Mysterious Russian producer Delete operates in one of the many branches of the step scene with a particular brand of past garage.
It’s strange how musical genres ebb and flow. Many of the originators of the whole dubstep scene have now turned to house, techno and disco as their sound of choice. Very odd—to spawn an incredibly inventive genre only to fall back on sounds with roots in the 70s. Maybe they ran out of ideas or felt the whole scene had run its course, or got so terrified that they influenced the sound of brostep—a musical change was the only way to make amends.
Mysterious Russian producer Delete operates in one of the many branches of the step scene with a particular brand of past garage. That’s how his Soundcloud describes things anyway. It’s safe to say Delete is not scared of sticking the course in terms of alignment to a particular Burial / Clubroot style of sound. So much so that the name of this EP is just one vowel away from Burial and Four Tet’s Nova. Comparisons and fashion aside, Neva contains superb examples of the genre—and when it’s this good who cares if everyone else has gone 4/4 and glitter balls.

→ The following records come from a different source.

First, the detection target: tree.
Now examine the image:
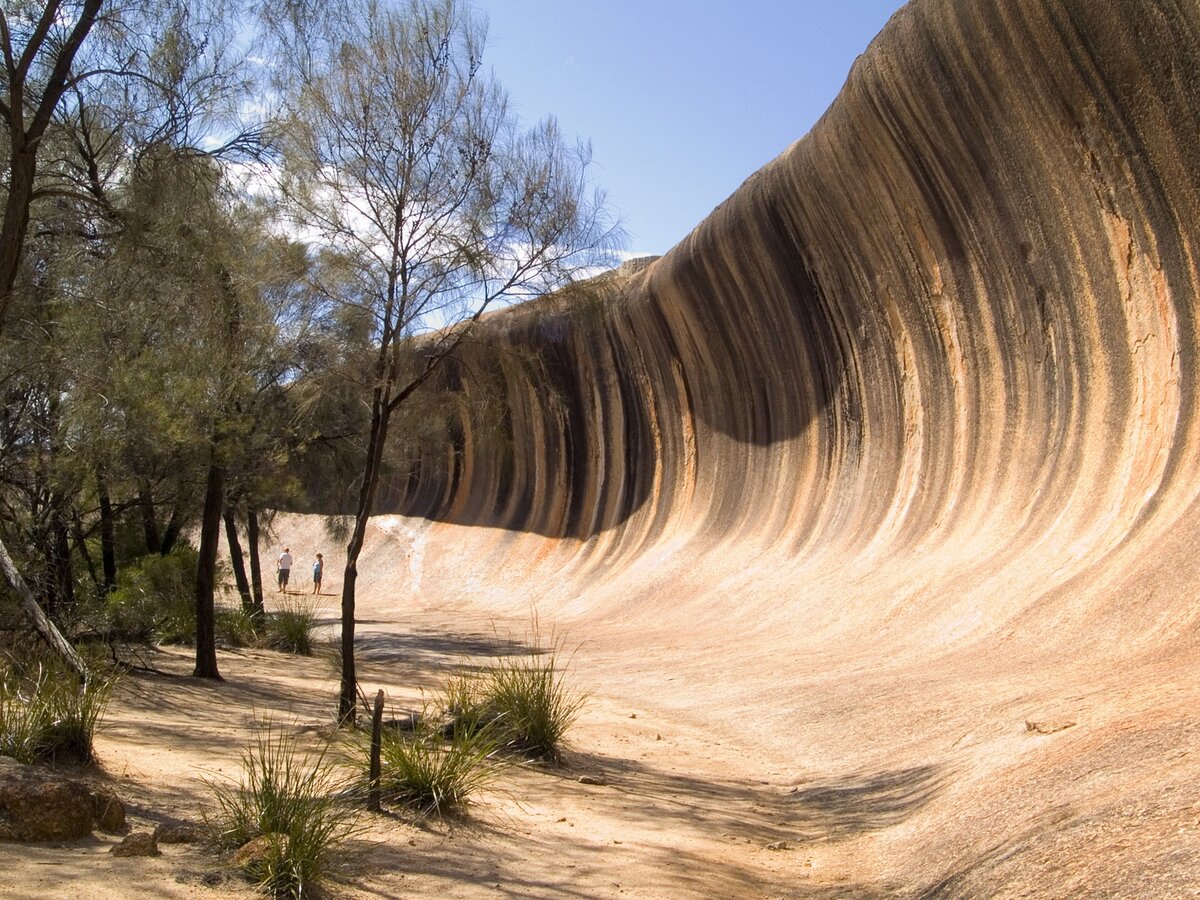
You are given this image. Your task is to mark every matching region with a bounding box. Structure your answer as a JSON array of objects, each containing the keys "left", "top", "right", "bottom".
[
  {"left": 0, "top": 0, "right": 280, "bottom": 668},
  {"left": 280, "top": 0, "right": 616, "bottom": 722},
  {"left": 0, "top": 0, "right": 101, "bottom": 676}
]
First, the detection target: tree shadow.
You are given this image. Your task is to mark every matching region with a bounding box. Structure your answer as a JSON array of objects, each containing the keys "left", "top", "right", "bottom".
[
  {"left": 355, "top": 619, "right": 540, "bottom": 672},
  {"left": 786, "top": 766, "right": 950, "bottom": 841}
]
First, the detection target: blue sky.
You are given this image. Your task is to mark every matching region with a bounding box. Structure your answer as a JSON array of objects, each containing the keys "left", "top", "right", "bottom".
[{"left": 474, "top": 0, "right": 902, "bottom": 254}]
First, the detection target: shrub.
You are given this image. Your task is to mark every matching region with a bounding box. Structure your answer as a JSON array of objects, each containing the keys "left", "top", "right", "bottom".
[
  {"left": 475, "top": 650, "right": 587, "bottom": 761},
  {"left": 0, "top": 666, "right": 115, "bottom": 766},
  {"left": 216, "top": 604, "right": 258, "bottom": 647},
  {"left": 362, "top": 714, "right": 498, "bottom": 816},
  {"left": 268, "top": 599, "right": 320, "bottom": 656},
  {"left": 106, "top": 546, "right": 198, "bottom": 643},
  {"left": 208, "top": 728, "right": 356, "bottom": 898},
  {"left": 443, "top": 646, "right": 587, "bottom": 761}
]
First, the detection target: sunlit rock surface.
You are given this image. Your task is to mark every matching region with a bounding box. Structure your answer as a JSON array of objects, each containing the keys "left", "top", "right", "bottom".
[{"left": 360, "top": 0, "right": 1200, "bottom": 896}]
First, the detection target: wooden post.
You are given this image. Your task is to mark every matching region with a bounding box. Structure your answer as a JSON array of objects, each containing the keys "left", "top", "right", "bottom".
[{"left": 367, "top": 688, "right": 383, "bottom": 812}]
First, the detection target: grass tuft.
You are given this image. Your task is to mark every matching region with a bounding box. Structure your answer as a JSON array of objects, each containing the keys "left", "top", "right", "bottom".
[
  {"left": 266, "top": 599, "right": 320, "bottom": 656},
  {"left": 361, "top": 714, "right": 499, "bottom": 817},
  {"left": 468, "top": 649, "right": 587, "bottom": 761},
  {"left": 0, "top": 666, "right": 116, "bottom": 766},
  {"left": 208, "top": 727, "right": 356, "bottom": 898}
]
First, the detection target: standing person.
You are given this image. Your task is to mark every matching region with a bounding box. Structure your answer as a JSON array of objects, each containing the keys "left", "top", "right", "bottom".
[
  {"left": 312, "top": 553, "right": 325, "bottom": 594},
  {"left": 280, "top": 547, "right": 292, "bottom": 592}
]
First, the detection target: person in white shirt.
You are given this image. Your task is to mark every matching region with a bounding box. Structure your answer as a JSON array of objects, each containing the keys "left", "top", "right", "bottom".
[{"left": 280, "top": 547, "right": 292, "bottom": 592}]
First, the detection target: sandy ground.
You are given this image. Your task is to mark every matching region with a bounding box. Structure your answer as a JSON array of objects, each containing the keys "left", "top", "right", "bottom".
[
  {"left": 0, "top": 517, "right": 1200, "bottom": 898},
  {"left": 0, "top": 614, "right": 840, "bottom": 898}
]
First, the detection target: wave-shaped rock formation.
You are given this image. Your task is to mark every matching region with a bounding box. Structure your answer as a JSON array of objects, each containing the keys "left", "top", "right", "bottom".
[{"left": 362, "top": 0, "right": 1200, "bottom": 896}]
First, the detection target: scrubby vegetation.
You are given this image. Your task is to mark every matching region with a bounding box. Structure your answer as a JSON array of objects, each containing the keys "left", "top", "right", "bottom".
[
  {"left": 0, "top": 660, "right": 115, "bottom": 766},
  {"left": 359, "top": 710, "right": 500, "bottom": 817},
  {"left": 266, "top": 598, "right": 320, "bottom": 656},
  {"left": 101, "top": 545, "right": 198, "bottom": 643},
  {"left": 208, "top": 727, "right": 356, "bottom": 898},
  {"left": 445, "top": 647, "right": 587, "bottom": 761}
]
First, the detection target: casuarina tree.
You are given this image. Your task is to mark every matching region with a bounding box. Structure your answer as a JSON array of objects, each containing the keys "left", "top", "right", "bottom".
[{"left": 278, "top": 0, "right": 616, "bottom": 722}]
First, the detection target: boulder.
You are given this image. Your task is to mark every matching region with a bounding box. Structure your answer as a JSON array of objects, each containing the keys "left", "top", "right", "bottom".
[
  {"left": 154, "top": 822, "right": 204, "bottom": 844},
  {"left": 91, "top": 787, "right": 125, "bottom": 832},
  {"left": 108, "top": 832, "right": 162, "bottom": 857},
  {"left": 0, "top": 757, "right": 99, "bottom": 841},
  {"left": 233, "top": 833, "right": 288, "bottom": 870}
]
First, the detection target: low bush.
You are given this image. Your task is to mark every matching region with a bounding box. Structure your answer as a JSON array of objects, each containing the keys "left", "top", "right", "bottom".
[
  {"left": 0, "top": 666, "right": 115, "bottom": 766},
  {"left": 266, "top": 599, "right": 320, "bottom": 656},
  {"left": 444, "top": 646, "right": 587, "bottom": 761},
  {"left": 215, "top": 604, "right": 259, "bottom": 647},
  {"left": 104, "top": 546, "right": 198, "bottom": 643},
  {"left": 481, "top": 650, "right": 587, "bottom": 761},
  {"left": 361, "top": 715, "right": 499, "bottom": 817},
  {"left": 208, "top": 728, "right": 356, "bottom": 898}
]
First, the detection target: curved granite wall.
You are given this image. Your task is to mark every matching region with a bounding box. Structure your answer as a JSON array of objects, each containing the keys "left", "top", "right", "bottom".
[{"left": 388, "top": 0, "right": 1200, "bottom": 634}]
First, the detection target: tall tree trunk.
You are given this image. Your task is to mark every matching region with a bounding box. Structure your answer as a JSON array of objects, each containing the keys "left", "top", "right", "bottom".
[
  {"left": 0, "top": 541, "right": 88, "bottom": 680},
  {"left": 337, "top": 388, "right": 391, "bottom": 725},
  {"left": 158, "top": 504, "right": 184, "bottom": 556},
  {"left": 96, "top": 474, "right": 116, "bottom": 594},
  {"left": 138, "top": 481, "right": 162, "bottom": 553},
  {"left": 0, "top": 0, "right": 103, "bottom": 316},
  {"left": 192, "top": 460, "right": 224, "bottom": 680},
  {"left": 224, "top": 506, "right": 254, "bottom": 614},
  {"left": 49, "top": 511, "right": 74, "bottom": 622},
  {"left": 246, "top": 506, "right": 266, "bottom": 618},
  {"left": 71, "top": 515, "right": 101, "bottom": 588}
]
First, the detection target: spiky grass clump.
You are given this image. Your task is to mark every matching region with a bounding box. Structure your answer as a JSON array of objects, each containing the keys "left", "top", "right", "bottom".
[
  {"left": 216, "top": 604, "right": 259, "bottom": 647},
  {"left": 268, "top": 600, "right": 320, "bottom": 656},
  {"left": 0, "top": 666, "right": 116, "bottom": 766},
  {"left": 476, "top": 650, "right": 587, "bottom": 761},
  {"left": 208, "top": 727, "right": 356, "bottom": 898},
  {"left": 362, "top": 715, "right": 499, "bottom": 817}
]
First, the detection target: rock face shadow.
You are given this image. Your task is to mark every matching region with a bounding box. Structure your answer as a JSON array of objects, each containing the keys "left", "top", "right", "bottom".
[{"left": 786, "top": 766, "right": 950, "bottom": 841}]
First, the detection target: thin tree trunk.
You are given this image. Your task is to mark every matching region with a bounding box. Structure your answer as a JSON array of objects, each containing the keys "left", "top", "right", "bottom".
[
  {"left": 50, "top": 511, "right": 74, "bottom": 622},
  {"left": 0, "top": 541, "right": 88, "bottom": 680},
  {"left": 138, "top": 481, "right": 162, "bottom": 553},
  {"left": 96, "top": 475, "right": 116, "bottom": 594},
  {"left": 192, "top": 460, "right": 224, "bottom": 680},
  {"left": 246, "top": 508, "right": 266, "bottom": 618},
  {"left": 337, "top": 388, "right": 390, "bottom": 725},
  {"left": 224, "top": 506, "right": 254, "bottom": 614},
  {"left": 71, "top": 515, "right": 101, "bottom": 588},
  {"left": 158, "top": 505, "right": 184, "bottom": 556}
]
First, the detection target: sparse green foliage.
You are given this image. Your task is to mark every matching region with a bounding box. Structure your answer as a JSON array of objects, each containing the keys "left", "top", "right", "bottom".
[
  {"left": 208, "top": 727, "right": 356, "bottom": 898},
  {"left": 106, "top": 546, "right": 197, "bottom": 643},
  {"left": 463, "top": 649, "right": 587, "bottom": 761},
  {"left": 216, "top": 605, "right": 259, "bottom": 647},
  {"left": 268, "top": 598, "right": 320, "bottom": 656},
  {"left": 0, "top": 666, "right": 115, "bottom": 766},
  {"left": 361, "top": 715, "right": 499, "bottom": 816}
]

The title track floats reverb drenched pitch shifted samples across ubiquitous creaking shuffle before a really quite sublime mid track flip into distant atmospherics and piano. “Air Raid Waltz” comes off like some futuristic R&B pop—a cracking melange of catchy vocal hooks and bass thrum. “Dead Pigeon” is so close to that Burial style that it crosses my mind that this is, in fact, Burial himself—it’s a track that wouldn’t feel out of place on Untrue. “Warm Street” is much more soothing—with spooked R&B acapella samples rubbing up against twinkling piano and underwater rhythms. EP highlight, though, comes in the form of Module Module’s take on “Neva”—spinning an evocative melody across warm floating bass resulting in multiple repeat plays.